Mit ihrem neuen Projekt ARCHIATER - 'Heritage of disease' wurde Chiara Franceschini mit einem weiteren ERC-Grant ausgezeichnet.

Kunst und Krankheit sind heute zwei weit getrennte Sphären. In der Vergangenheit war das nicht der Fall. Vor allem nach der Pest-Pandemie von 1348 wurden Kranke und Bedürftige in komplexen Bauwerken versorgt und gleichzeitig eingeschlossen. Diese Einrichtungen, die mit den dazugehörigen Kapellen, Kirchen und Anbauten so geplant wurden, dass sie neuen Epidemien und sozialem Elend besser begegnen konnten, waren reich mit Kunstwerken und Objekten ausgestattet, denen mitunter „heilende Kräfte“ zugesprochen wurden. Bedeutende Architektinnen und Architekten sowie Künstlerinnen und Künstler waren an solchen Projekten beteiligt, von Filarete bis Alonso de Covarrubias, Pierre Puget oder Vanvitelli; von Memling über Grünewald bis zu El Greco und Rubens. Diese ehemaligen Krankenhäuser gehören noch heute zu den beeindruckendsten Gebäuden im Erscheinungsbild europäischer Städte. Und Kunstwerke, die für sie geschaffen oder ihnen gestiftet wurden, befinden sich heute im Besitz bedeutender Museen in Europa und den USA.

Trotz der umfangreichen Forschung zur Geschichte der Krankenhäuser als soziale Einrichtungen ist ein Aspekt erstaunlich wenig erforscht worden: Warum waren Kunst und Architektur für vormoderne Krankenhauskulturen so wichtig? Und was können wir heute noch von dieser zentralen Bedeutung der Kunst für Krankenhäuser lernen? In ihrem neuen ERC-Projekt ARCHIATER (Heritage of Disease: The Art and Architectures of Early Modern Hospitals in European Cities) untersucht Chiara Franceschini dieses umfangreiche und wenig erforschte „Erbe der Krankheit“.
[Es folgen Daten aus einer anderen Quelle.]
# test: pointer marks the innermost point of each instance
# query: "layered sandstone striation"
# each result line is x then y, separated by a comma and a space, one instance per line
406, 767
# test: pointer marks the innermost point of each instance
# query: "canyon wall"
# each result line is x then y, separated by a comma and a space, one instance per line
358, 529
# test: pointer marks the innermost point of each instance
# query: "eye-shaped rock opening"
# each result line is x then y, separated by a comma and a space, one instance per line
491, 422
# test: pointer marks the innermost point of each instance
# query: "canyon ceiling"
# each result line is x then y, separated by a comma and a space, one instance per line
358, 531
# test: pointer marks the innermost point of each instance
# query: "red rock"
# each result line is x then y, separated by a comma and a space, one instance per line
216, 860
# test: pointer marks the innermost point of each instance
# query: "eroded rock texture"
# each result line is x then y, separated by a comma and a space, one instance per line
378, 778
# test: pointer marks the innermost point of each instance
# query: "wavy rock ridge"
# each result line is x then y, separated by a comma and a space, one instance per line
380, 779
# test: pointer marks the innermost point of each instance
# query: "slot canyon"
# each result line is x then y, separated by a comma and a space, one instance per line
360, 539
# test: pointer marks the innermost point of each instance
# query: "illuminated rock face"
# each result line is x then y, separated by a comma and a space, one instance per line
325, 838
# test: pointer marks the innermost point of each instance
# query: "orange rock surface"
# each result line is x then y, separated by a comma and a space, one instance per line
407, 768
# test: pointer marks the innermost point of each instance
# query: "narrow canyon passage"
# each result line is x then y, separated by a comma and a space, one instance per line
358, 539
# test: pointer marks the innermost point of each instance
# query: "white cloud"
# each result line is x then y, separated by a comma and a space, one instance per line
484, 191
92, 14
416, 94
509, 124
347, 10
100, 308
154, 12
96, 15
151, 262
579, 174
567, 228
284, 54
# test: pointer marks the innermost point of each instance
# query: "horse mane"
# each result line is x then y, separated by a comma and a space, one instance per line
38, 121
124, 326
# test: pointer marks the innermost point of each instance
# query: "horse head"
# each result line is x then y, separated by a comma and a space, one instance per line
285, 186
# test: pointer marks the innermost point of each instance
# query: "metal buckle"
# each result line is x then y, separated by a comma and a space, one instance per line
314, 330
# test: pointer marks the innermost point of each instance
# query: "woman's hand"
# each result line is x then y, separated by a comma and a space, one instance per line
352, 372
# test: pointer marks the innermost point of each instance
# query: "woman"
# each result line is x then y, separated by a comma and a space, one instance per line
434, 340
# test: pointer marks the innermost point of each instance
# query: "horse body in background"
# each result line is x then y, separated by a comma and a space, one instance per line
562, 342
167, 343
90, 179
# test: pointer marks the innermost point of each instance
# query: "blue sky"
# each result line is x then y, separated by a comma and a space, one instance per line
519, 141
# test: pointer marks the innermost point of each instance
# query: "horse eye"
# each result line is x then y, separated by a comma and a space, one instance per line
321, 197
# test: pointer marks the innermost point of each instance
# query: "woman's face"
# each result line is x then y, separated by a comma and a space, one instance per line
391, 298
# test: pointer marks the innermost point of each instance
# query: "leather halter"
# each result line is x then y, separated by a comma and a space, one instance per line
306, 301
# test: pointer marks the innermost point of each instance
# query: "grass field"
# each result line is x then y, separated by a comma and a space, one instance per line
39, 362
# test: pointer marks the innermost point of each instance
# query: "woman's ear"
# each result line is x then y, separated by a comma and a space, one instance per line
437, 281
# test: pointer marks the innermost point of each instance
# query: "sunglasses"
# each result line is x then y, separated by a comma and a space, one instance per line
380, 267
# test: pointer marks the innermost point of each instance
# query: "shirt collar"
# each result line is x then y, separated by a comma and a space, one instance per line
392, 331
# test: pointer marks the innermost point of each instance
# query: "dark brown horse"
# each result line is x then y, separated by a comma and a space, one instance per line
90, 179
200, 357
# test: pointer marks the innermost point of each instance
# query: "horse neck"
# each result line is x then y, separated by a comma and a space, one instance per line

Um diese Forschungslücke zu schließen, wird die Kunsthistorikerin die visuellen Kulturen der Krankenhäuser in europäischen Städten und Häfen vor 1750 untersuchen – an der Schnittstelle zwischen Kunstgeschichte, Sozialgeschichte der Medizin und kuratorischen Studien. „Die zentrale Hypothese ist“, sagt Franceschini, „dass in Krankenhäusern Strukturen, Bilder und Objekte von entscheidender Bedeutung sind, weil sie durch den Durchgang von Menschen, Dingen und Imaginationen ein unterschiedliches Maß an Osmose zwischen dem Innen und dem Außen ermöglichen.“

Chiara Franceschini studierte Kunstgeschichte und Geschichte der Frühen Neuzeit in Pisa und in Florenz und wurde an der Scuola Normale Superiore promoviert. Sie war Postdoktorandin am Warburg Institute in London und erhielt Forschungsstipendien von internationalen Institutionen wie der EHESS in Paris und der Columbia University in New York. Sie lehrte Mittelalter- und Renaissance-Studien am University College London, bevor sie 2016 an die LMU kam. Im selben Jahr sprach ihr der ERC einen seiner Starting Grants für ihr Projekt SACRIMA zu.